Cegueira política

Por Thiago Burckhart, Blumenau para Desacato.info.

A história política brasileira e de grande parte da América Latina é marcada pela instabilidade político-institucional. Nessa trajetória não faltaram golpes de Estado, ditaduras e autoritarismo perpetrados por uma elite política que em grande medida, mesmo após a abertura política e redemocratização ocorrida em 1985, continua governando o país. Entretanto, o momento político em pelo qual o Brasil mergulhou desde as jornadas de junho de 2013, e que vem se intensificando a cada dia, marca a entrada do país em uma nova conjuntura, caracterizada pela emergência e difusão de uma nova forma de autoritarismo social, que alcança em diversos momentos uma conotação fascista.

Os discursos e afetos de grande parcela da população, sobretudo dos desfavorecidos de capital cultural, acabam por ser manipulados pelo discurso dominante, que se utiliza de seus próprios instrumentos de poder – como os meios de comunicação de massa – para vender ideários e interpretações de fatos que se adequam a seus próprios interesses político-econômicos. Dessa forma, a crise política aliada a crise econômica, ao domínio dos meios de comunicação de massa, que produz desinformação em grande parcela da sociedade, somado aos fracassos nas políticas neoliberais do atual governo federal e a espetacularização da Justiça brasileira, produz o cenário perfeito para a manipulação e, consequentemente, para a cegueira política.

Manipulação dos afetos

Em termos filosóficos pode-se afirmar juntamente com Vladimir Safatle que os afetos são parte fundante da política, sendo necessário conceber e praticar uma política dos afetos, que são os sentimentos e emoções que produzem ações em nossos corpos. Ocorre que a manipulação destes afetos implica na exteriorização de emoções políticas que podem beirar a histeria ou a uma paranoia política, produzindo o exato contrário de uma política de afetos comprometida com o sentimento democrático e com a alegria enquanto afeto político.

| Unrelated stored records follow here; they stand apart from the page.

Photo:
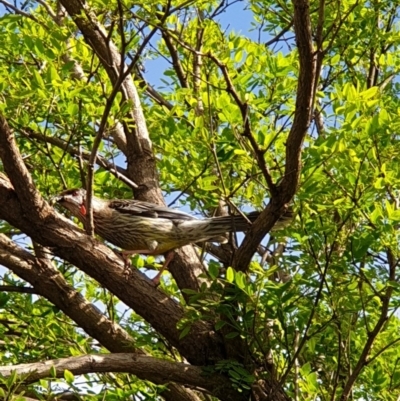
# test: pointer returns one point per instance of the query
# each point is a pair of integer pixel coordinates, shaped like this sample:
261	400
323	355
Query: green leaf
230	274
69	377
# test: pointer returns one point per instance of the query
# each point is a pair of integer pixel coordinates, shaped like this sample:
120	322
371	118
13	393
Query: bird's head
74	200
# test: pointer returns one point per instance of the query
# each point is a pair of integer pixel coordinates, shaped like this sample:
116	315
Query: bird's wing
146	209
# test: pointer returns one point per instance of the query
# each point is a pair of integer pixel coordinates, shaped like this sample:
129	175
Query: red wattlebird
145	228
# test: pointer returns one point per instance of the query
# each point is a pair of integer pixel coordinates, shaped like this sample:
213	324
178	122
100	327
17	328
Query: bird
139	227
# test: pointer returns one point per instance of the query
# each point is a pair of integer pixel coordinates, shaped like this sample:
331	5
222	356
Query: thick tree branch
141	161
145	367
49	282
25	208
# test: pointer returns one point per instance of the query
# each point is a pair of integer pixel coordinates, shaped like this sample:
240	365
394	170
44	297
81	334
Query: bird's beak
56	199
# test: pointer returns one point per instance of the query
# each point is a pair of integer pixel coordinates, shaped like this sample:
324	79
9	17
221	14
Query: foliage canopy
157	100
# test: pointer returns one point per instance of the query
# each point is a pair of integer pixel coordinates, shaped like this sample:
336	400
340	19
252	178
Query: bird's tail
232	223
243	223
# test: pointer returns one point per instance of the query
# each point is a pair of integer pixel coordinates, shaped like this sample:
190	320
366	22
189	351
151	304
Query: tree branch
145	367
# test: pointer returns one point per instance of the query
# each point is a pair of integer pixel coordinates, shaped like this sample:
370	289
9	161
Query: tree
305	116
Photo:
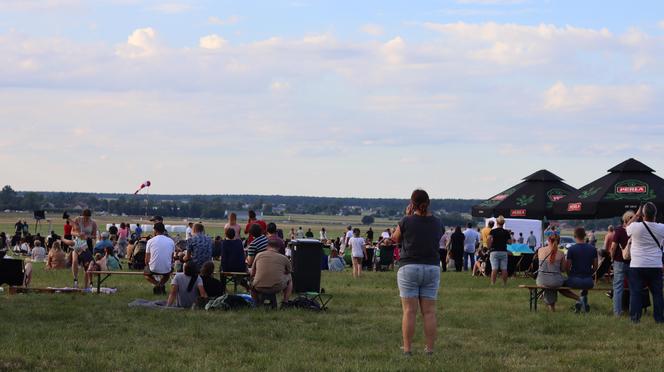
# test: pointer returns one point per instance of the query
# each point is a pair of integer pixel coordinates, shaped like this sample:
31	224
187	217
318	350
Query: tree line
216	206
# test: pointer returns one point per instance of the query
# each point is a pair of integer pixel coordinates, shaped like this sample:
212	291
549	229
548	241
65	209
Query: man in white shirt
189	232
159	259
646	262
471	241
345	240
532	241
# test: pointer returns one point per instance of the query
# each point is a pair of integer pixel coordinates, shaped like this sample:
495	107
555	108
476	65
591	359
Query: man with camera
159	259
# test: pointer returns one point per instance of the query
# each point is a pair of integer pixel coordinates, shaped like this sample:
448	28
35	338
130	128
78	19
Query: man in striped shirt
258	243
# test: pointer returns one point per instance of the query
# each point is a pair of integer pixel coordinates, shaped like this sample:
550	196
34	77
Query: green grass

Esses efeitos mostram-se evidente no discurso de ódio e no xingamento político, que atestam o esvaziamento da subjetividade do sujeito que não se reconhece como ser político, mas apolítico. Mostra-se evidente tanto em termos sociais quanto institucionais, na dinâmica de autopromoção demagógica de determinados setores retrógrados da sociedade brasileira que representam o retrocesso na garantia de inúmeros direitos sociais, políticos e liberdades fundamentais. Mostra-se evidente no crescente sentimento de intolerância perante a diferença de pensamento e ao recrudescimento de uma polarização (pseudo)ideológica que se projetam como únicas narrativas oficiais.

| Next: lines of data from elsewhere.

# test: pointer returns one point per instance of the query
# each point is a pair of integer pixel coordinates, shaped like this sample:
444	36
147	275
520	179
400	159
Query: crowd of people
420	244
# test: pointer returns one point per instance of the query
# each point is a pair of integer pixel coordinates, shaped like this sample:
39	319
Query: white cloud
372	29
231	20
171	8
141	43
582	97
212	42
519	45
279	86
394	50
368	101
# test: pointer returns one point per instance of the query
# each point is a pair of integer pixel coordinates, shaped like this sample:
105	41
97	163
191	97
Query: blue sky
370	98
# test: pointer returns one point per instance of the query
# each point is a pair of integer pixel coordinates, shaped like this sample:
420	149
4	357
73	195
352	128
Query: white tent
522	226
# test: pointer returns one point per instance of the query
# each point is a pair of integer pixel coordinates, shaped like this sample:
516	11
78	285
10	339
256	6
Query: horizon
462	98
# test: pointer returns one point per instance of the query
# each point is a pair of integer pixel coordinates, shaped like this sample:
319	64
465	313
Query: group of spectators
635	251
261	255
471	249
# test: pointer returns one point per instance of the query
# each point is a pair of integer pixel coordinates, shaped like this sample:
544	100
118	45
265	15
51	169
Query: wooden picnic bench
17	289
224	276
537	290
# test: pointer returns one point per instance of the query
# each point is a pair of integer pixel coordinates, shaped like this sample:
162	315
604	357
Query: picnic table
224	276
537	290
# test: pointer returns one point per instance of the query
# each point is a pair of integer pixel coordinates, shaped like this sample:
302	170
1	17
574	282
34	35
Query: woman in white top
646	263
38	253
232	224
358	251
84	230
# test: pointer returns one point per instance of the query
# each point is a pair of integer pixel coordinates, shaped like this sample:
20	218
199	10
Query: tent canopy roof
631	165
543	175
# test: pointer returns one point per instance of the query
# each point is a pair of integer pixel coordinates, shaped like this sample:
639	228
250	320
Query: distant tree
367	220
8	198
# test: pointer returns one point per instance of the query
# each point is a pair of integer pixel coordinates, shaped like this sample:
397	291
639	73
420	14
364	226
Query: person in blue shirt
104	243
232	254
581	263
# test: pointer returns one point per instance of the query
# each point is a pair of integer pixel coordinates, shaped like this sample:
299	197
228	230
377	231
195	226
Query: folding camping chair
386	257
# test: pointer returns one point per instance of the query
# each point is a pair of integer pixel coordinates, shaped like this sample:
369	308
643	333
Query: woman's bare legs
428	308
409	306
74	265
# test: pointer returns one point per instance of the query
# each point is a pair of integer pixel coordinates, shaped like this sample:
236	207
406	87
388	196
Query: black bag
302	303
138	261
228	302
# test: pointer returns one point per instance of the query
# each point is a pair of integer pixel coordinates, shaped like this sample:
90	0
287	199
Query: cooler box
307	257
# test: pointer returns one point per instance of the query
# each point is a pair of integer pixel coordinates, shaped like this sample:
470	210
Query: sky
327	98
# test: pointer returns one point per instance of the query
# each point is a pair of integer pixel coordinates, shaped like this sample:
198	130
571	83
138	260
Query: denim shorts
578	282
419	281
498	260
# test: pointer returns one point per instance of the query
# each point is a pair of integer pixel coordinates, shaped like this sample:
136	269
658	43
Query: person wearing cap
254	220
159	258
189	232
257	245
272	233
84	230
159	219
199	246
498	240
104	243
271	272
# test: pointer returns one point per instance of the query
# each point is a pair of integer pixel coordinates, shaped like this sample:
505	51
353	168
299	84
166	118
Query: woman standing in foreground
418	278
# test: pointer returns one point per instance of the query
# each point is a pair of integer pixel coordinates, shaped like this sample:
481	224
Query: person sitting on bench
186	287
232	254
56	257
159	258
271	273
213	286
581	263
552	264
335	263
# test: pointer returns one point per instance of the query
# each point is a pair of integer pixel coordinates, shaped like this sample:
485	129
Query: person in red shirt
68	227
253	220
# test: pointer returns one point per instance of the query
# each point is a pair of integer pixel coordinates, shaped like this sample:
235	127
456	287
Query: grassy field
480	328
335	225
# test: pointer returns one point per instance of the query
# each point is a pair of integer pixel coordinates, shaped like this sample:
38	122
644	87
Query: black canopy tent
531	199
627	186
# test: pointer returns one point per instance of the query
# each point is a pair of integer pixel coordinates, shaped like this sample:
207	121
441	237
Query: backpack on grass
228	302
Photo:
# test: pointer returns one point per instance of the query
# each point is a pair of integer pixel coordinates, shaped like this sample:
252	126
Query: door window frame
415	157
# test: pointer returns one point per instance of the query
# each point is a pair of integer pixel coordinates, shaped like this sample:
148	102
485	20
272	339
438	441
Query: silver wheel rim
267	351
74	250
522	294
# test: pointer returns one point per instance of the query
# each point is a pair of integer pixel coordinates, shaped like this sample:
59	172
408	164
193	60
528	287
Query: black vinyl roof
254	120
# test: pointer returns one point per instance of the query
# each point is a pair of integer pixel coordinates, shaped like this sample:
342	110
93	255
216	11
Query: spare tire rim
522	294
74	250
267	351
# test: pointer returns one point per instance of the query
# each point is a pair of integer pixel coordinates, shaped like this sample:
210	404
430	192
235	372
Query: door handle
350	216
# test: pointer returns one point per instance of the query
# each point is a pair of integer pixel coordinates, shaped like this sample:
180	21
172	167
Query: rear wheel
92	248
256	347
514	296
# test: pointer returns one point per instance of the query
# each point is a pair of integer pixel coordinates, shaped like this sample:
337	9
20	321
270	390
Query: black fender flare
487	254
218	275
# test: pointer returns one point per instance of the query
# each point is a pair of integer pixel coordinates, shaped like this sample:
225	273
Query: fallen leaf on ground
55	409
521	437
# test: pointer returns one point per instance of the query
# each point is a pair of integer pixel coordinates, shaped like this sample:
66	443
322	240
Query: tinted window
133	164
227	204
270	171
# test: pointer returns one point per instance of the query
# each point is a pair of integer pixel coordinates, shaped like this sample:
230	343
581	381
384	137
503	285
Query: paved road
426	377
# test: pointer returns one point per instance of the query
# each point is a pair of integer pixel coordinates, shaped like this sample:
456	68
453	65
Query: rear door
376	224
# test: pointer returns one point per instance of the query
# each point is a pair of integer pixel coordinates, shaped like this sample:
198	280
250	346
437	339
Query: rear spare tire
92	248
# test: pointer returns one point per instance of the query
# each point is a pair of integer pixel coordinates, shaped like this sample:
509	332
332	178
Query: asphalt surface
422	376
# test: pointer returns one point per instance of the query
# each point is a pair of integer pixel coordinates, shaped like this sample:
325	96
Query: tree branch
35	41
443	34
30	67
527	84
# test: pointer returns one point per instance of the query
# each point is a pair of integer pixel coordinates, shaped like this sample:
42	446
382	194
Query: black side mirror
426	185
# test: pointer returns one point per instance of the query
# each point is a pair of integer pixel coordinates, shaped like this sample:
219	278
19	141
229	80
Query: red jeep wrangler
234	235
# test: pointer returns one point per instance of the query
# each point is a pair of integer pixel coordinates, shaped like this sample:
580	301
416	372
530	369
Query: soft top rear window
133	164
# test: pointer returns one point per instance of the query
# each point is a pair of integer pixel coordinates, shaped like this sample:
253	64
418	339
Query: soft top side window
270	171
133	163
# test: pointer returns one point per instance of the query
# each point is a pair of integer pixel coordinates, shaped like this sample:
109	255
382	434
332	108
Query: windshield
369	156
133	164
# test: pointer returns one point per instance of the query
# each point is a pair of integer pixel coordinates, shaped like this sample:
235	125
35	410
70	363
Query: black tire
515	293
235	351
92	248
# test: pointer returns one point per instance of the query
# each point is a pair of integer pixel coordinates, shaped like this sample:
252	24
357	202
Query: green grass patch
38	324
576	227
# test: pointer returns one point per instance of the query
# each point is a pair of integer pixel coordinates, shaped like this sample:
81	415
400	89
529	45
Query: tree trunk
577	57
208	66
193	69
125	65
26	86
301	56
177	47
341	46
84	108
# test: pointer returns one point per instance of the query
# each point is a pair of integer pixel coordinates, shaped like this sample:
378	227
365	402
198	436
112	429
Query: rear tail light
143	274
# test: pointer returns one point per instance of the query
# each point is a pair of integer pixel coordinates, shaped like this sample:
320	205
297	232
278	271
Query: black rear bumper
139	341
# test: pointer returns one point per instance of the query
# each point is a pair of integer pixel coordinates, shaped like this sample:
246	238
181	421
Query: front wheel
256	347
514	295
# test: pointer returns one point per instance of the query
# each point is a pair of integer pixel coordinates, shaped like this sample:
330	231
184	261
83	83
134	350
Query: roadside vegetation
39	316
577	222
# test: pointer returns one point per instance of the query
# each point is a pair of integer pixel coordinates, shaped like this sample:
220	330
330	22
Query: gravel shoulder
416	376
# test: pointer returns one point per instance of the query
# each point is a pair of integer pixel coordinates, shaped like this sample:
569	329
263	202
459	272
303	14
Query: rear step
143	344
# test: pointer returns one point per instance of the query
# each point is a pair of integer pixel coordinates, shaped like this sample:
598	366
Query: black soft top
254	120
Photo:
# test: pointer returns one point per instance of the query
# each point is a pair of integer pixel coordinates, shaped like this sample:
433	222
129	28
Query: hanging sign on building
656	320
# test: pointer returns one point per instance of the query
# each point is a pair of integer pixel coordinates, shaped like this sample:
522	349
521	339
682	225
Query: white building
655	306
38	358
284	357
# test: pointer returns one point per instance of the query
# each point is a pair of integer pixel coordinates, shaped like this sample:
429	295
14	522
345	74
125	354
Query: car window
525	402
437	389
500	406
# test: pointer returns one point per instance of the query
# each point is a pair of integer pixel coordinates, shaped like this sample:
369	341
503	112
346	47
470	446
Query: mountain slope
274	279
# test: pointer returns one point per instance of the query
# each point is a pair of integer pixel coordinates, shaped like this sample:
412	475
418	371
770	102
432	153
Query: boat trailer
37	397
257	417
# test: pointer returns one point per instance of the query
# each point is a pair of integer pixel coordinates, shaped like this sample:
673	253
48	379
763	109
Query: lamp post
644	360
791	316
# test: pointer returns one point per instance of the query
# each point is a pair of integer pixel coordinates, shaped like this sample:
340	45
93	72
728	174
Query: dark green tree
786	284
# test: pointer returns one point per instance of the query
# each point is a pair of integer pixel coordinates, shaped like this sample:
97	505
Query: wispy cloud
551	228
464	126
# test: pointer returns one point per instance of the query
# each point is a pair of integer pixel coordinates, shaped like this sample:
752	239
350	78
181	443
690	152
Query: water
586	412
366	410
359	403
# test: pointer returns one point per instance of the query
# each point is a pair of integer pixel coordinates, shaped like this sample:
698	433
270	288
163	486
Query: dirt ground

Esses efeitos ainda tornam evidente a cegueira de grande parte da população brasileira frente a causa e efeito da dinâmica da crise política. A cegueira aqui é utilizada como metáfora – metáfora da tragédia -, no mesmo sentido enunciado por José Saramago em seu clássico “Ensaio sobre a cegueira”. Certamente essa cegueira não é voluntária, mas causada intencionalmente pelos detentores do poder econômico. O que está em curso pode ser definido como uma “política da cegueira”, pelo qual se difundem discursos irrefletidos no mercado da linguagem que não se coadunam com os fatos.

Estado de exceção do discurso

O objetivo da política da cegueira é produzir o fascismo. Este é seu meio, ao passo que também é seu fim. Junto ao fascismo produz-se a desinformação, a descompreensão, a não capacidade de pensar para além de clichês e categorizações binárias, sendo o medo um afeto manipulado. Reproduz-se no contexto do estado de exceção do discurso, onde a manipulação impede que o pensamento seja efetivamente livre e honesto. Talvez essa política da cegueira sempre tenha estado presente na história política brasileira, mas de fato, é a primeira vez que ela se projeta tão violentamente após a redemocratização do país.

A problemática central nessa discussão é a profunda crise institucional que esse processo ocasiona, que causa uma série de efeitos colaterais que não são unicamente político-ideológicos. Esse estado de exceção do discurso produz uma cortina de fumaça que impede a sociedade de se informar e debates democraticamente sobre assuntos de real importância para o país. Nesse contexto, a questão que fica é: quando se tomará consciência da cegueira política?

Thiago Burckhart é estudante de Direito.